Alignment Stick Drill #9 – The Downward Strike Drill

Many golfers complain about hitting the ground before the ball which has a big impact on your ball striking.

Here is an exercise that will certainly help with improving the impact points in your shots.

How To Do The Drill

  1. Take your alignment stick and place it about an inch behind the ball and have it perpendicular to the target line.
  2. Once this is in place, set the ball up in front of the alignment stick and take your swing.
  3. If you don’t hit the stick, then your downward strike is where it should be , however, if you hit the stick before you hit the ball, then you know that you are striking the ground first and you can work to improve the downward strike on your swing. 

When doing this exercise, you need to remember that if you hit the stick with your club, it could possibly break and make sure you have secured the stick on the ground as it could fly up into your face should you hit it.

Alignment Stick Drill #10 – Aim And Ball Flight Drill

This is a great alignment stick drill and it gives you an amazing insight into the ball flight and line after it leaves your club.

How To Do The Drill

Place an alignment stick in the ground about 5-10 feet in front of your ball and aligned to the target line and then hit balls at the stick.
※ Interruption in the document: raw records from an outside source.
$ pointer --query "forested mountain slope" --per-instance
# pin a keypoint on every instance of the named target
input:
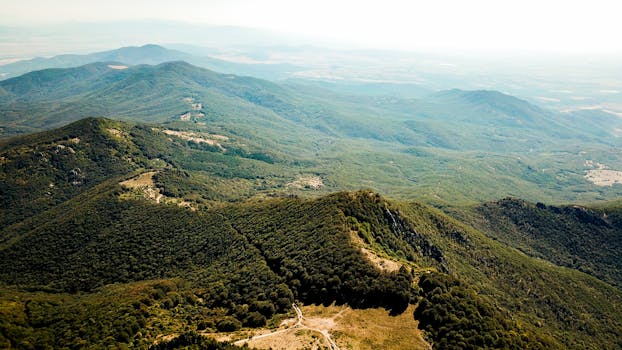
(145, 236)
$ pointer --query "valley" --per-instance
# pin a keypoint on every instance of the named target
(151, 203)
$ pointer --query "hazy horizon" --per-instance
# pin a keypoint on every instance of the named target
(553, 27)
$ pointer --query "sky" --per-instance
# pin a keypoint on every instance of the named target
(543, 25)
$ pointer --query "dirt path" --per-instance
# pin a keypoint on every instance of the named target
(299, 324)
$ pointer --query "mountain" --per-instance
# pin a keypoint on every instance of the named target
(582, 238)
(155, 238)
(423, 148)
(147, 54)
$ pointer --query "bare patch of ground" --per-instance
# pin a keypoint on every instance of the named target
(604, 177)
(347, 328)
(198, 138)
(116, 133)
(145, 183)
(383, 264)
(309, 182)
(142, 180)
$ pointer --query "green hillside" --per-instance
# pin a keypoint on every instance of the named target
(157, 235)
(582, 238)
This is an excellent visual guide to see not only the line of the ball, but the ball flight.

Alignment Stick Exercise #10 – Variation 1 

As an additional option on this drill, place a second stick in the ground to create a pathway. You can position this one at different distances from the first stick, giving you wider and narrower flight paths.

Practice hitting the ball through the gap between them on a straight line and this will help you achieve more consistent accuracy with all your clubs.
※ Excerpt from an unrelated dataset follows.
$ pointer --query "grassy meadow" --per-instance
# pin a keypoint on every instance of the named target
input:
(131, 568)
Alignment Stick Exercise #10 – Variation 2 – Shaping 

For more advanced players, try shaping the ball around the stick instead of hitting it. So set up the exercise the same way, but instead of trying to hit the stick, try and draw or fade the ball around the stick.

This alignment stick drill will give you great visual tracking of your ball flight and shot shape.

Alignment Stick Exercise #11 – Ball Position

Another big problem that amateur golfers struggle with is the correct ball position and this alignment stick drill will help you become more confident when it comes to ball position in the stance.

How To Do The Drill

With your golf ball on the ground, lay one stick inside the ball along the target line, then place the second stick behind the golf ball perpendicular to your body. This will form a ‘T’ shape on the ground.

With the second stick running between your legs giving you the ‘true’ position of the ball in your swing rather then the ‘perceived position’ of the ball which is what leads to the confusion in the first place.

Alignment Stick Exercise #12 – The Putting Path Drill 

Here is another simple but effective alignment stick drill that achieves a number of key goals when putting. It will keep your putter head travelling in a straight line to the hole and you will be able to see if your putter deviates during the stroke at all.

It also gets you the image of seeing the ball travel to the hole and go in – something that many golfers don’t always do and that is staying down after hitting the putt and watching it go into the hole.

How To Do The Drill

  1. To do this drill, find a hole on the putting green (can also be an indoor putting green) that is flat and set your putter on the ground aligned to the hole.
  2. Then set the alignment sticks just outside the heel and toe of the putter so it forms a path or channel to the hole.
  3. Set, the ball down in front of the putter and make the stroke.
  4. You should see the ball travel down the path created by the alignment sticks and drop into the hole.

If the ball hits the alignment sticks, you will know you’ve either pushed or pulled the stroke and you can correct it on the next putt.